Late Breaking News
Telephone Intervention Effect Varied by Race, Health Literacy
DURHAM, NC - Race and health literacy were factors in the effectiveness of a telephone-based osteoarthritis (OA) self-management support intervention, according to a new study.1
Researchers from the Durham, NC, VA Medical Center, Duke University in Durham and the University of North Carolina in Chapel Hill noted that nonwhites with low literacy had the greatest improvement in pain as a result of the intervention.
Study participants included 515 veterans with hip and/or knee osteoarthritis (OA). The effects of the intervention were compared with health education and usual care in assessing levels of pain, function and effect.

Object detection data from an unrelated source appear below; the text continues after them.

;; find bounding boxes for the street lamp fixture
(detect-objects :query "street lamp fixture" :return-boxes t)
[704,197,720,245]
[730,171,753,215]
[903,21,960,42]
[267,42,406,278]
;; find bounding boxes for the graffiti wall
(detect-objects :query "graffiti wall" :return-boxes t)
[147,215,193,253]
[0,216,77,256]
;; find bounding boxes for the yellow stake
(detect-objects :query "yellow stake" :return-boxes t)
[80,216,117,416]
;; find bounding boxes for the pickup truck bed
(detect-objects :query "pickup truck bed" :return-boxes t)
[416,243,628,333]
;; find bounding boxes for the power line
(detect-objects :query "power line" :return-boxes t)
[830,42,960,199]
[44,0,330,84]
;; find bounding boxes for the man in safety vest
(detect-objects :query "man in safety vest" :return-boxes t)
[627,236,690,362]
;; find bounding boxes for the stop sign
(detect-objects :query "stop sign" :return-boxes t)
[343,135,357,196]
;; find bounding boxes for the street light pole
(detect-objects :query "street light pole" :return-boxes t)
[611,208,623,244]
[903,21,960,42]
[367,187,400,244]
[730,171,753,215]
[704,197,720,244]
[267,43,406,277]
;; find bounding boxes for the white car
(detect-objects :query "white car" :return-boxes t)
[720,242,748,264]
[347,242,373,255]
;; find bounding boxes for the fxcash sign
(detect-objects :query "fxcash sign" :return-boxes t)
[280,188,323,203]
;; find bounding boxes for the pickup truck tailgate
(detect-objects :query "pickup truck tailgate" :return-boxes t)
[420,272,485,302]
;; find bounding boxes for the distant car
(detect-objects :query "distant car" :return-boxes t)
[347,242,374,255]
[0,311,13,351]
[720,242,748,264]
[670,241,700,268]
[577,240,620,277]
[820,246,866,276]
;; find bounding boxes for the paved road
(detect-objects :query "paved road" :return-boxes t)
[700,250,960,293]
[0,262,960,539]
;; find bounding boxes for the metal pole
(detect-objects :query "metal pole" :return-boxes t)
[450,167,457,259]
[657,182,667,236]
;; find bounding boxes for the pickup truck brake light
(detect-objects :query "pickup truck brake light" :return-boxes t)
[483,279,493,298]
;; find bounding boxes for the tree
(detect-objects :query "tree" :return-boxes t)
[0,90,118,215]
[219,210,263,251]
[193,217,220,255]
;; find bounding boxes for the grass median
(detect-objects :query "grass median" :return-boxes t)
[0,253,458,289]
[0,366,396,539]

Measurement tools included the Arthritis Impact Measurement Scales-2 [AIMS2] and the Visual Analogue Scale. Arthritis self-efficacy ratings also were divided by race, white or nonwhite; health literacy, either high or low; and race by health literacy.
Researchers found that mobility, as measured by AIMS2, improved more among nonwhites than whites in the intervention, compared with health education and usual care (P = 0.02 and 0.008). In terms of pain measured by AIMS2, participants with low, as opposed to high literacy, in the intervention showed more improvement compared with those just receiving health education (P = 0.05).
The intervention had a differential effect on pain, measured by AIMS2, compared with usual care, according to the combination of race and health literacy (P = 0.05), however. Researchers reported that nonwhites with low literacy in the intervention had the greatest improvement in pain.
“This telephone-based OA intervention may be particularly beneficial for patients with OA who are racial/ethnic minorities and have low health literacy,” according to the authors, who added, “These results warrant further research designed specifically to assess whether this type of intervention can reduce OA disparities.”
1. Sperber NR, Bosworth HB, Coffman CJ, Lindquist JH, Oddone EZ, Weinberger M, Allen KD. Differences in osteoarthritis self-management support intervention outcomes according to race and health literacy. Health Educ Res. 2013 Mar 22. [Epub ahead of print] PubMed PMID: 23525779.